Dr. Ned Place, University of California, Berkeley

 

   
Dr. Ned J. Place has been doing fascinating research using spotted hyenas at the University of California in Berkeley. Although spotted hyenas are not perfect animal models for understanding CAH, they do represent an "experiment of nature" in which females are naturally masculinized and exposed to androgens prenatally.

The female spotted hyenas are the most masculinized female mammals ever described. All females of this species have a clitoris that approaches the size and shape of the penis; they also have a pseudoscrotum, as no external vaginal opening exists. Scientists believe females are virilized in response to androgens during fetal development that are derived from the mother’s ovary.

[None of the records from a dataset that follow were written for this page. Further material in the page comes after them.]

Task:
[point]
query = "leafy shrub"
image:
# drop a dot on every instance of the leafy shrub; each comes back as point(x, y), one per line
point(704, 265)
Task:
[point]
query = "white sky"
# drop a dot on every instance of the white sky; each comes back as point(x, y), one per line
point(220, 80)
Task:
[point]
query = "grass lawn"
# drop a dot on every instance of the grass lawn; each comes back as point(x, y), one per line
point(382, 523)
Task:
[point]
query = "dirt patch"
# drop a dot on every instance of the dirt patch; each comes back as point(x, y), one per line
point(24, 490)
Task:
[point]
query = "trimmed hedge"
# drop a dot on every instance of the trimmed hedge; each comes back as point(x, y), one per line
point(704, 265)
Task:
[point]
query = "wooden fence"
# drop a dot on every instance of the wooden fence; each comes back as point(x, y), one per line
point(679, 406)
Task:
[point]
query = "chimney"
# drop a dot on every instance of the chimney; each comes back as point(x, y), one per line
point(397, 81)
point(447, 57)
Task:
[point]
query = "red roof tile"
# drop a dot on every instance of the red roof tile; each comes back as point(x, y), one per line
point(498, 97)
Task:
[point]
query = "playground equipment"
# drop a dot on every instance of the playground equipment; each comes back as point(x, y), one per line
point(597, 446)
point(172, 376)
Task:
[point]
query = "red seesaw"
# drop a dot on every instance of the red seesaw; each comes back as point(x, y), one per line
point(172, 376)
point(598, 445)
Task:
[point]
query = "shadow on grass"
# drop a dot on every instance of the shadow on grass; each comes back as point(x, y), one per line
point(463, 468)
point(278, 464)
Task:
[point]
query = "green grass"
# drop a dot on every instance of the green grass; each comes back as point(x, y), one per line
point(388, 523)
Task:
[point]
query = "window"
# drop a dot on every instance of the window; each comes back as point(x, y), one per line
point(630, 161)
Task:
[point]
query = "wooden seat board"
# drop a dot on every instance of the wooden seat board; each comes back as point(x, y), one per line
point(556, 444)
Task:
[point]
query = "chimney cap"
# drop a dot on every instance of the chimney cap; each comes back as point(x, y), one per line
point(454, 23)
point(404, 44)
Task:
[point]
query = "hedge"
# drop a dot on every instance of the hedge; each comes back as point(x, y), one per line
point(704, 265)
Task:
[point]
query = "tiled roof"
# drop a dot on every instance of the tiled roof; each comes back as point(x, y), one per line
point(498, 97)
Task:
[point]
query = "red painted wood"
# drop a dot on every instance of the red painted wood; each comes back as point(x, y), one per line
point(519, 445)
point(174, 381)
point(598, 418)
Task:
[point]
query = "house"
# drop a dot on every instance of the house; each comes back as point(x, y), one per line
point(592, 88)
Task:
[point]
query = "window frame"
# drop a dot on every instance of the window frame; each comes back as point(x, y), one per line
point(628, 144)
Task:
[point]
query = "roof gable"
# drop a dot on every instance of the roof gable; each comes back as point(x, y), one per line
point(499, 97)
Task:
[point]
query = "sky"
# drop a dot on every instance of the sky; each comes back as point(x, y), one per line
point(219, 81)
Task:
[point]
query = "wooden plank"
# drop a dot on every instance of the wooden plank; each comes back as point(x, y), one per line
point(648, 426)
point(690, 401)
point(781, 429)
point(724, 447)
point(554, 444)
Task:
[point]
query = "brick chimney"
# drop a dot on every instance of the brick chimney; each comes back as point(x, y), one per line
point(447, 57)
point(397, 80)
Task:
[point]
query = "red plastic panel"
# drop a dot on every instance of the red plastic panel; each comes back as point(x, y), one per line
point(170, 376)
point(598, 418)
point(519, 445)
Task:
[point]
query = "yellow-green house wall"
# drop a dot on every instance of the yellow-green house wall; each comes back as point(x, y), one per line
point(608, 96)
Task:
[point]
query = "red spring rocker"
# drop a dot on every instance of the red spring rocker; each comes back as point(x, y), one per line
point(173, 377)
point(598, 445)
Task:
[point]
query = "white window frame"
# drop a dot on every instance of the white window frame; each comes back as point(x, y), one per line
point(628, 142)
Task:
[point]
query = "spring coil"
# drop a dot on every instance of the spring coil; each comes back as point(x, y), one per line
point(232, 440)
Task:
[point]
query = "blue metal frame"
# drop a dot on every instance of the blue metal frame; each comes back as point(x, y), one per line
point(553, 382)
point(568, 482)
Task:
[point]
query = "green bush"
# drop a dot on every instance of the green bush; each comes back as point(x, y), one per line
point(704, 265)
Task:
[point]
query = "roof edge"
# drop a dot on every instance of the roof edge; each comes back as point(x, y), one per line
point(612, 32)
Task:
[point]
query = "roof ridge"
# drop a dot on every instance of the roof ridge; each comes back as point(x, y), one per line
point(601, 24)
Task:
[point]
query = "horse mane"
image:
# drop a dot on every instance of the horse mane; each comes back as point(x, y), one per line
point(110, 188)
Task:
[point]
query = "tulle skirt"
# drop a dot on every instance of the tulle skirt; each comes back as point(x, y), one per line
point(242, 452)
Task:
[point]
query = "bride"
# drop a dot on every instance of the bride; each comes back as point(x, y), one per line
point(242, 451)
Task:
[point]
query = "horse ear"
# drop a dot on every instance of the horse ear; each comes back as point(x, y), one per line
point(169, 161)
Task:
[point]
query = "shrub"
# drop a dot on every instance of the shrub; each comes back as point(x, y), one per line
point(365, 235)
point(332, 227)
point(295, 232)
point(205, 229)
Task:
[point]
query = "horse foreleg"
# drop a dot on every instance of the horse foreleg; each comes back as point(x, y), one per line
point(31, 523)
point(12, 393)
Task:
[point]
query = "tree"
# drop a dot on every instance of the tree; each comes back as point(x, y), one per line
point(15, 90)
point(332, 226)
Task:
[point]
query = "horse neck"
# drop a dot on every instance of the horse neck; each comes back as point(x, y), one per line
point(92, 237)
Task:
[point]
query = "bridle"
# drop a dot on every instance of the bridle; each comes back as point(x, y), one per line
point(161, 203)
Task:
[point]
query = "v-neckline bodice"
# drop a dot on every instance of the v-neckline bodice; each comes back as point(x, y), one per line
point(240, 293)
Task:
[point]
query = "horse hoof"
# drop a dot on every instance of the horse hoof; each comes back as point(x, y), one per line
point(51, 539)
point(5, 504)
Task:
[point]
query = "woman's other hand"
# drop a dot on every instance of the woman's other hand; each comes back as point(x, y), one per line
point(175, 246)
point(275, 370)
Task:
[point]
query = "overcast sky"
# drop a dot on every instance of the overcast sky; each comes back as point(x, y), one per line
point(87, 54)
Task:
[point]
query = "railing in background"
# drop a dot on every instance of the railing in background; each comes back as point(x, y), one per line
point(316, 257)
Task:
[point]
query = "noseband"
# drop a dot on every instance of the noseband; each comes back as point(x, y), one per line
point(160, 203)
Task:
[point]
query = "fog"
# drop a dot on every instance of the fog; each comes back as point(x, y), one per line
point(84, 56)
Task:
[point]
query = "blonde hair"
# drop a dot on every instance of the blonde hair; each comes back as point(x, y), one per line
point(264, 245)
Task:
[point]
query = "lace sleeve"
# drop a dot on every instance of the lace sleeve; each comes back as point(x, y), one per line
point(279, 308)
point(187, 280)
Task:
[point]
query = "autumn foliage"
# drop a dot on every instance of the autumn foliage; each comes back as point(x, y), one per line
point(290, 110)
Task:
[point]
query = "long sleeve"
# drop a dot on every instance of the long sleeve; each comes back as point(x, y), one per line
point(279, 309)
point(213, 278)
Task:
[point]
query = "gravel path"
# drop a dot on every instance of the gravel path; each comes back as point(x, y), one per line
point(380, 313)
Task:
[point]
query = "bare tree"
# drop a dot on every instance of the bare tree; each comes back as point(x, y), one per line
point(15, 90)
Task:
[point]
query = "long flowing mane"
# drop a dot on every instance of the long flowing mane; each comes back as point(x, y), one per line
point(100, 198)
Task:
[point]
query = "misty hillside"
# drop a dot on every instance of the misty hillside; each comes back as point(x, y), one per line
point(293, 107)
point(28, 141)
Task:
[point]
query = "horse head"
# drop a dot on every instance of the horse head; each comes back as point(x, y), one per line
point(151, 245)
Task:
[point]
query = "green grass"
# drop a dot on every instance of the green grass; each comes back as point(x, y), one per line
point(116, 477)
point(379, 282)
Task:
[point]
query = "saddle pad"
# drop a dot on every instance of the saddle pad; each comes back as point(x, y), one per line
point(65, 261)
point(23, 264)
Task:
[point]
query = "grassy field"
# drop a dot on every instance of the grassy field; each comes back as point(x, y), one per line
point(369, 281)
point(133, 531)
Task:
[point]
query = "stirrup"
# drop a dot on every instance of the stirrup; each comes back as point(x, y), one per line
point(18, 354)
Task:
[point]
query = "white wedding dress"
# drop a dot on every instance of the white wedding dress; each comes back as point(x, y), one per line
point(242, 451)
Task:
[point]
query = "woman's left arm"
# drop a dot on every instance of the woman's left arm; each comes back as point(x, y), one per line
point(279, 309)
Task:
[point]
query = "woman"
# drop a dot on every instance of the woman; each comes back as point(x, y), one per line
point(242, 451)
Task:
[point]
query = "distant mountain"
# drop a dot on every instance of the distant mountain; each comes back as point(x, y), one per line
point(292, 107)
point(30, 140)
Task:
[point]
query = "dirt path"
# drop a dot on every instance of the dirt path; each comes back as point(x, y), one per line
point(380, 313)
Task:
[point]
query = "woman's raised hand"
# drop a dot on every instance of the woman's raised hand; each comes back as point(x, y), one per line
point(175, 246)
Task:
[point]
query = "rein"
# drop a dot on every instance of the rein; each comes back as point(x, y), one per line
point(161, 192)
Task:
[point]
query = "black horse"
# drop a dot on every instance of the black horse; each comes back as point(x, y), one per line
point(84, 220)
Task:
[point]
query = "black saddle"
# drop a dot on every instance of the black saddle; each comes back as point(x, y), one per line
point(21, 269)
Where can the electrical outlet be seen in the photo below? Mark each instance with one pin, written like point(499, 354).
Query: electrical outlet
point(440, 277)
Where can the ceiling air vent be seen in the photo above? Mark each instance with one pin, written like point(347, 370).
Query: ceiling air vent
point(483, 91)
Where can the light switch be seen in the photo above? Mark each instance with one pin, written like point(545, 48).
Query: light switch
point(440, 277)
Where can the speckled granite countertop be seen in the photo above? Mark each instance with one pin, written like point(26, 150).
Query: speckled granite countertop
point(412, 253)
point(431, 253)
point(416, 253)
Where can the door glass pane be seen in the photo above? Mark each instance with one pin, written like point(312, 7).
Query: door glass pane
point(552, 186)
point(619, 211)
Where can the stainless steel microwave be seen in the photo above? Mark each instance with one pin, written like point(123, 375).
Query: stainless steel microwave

Dr. Place is specifically interested in the effects of prenatal androgens on the development of the ovary, and the persistent effects that prenatal androgens can have on ovarian function in adulthood. This has relevance to CAH, as some women with CAH suffer from some degree of PCOS (polycystic ovary syndrome) and associated infertility. Dr. Place is interested in learning how the ovaries of spotted hyenas are affected by prenatal androgens, and if some mechanism might explain how they avoid the negative consequences.

Dr. Place will soon have a paper published in Biology of Reproduction with his findings; addressing the possibility that anti-androgen treated female hyenas conceive more readily than their more highly virilized sisters.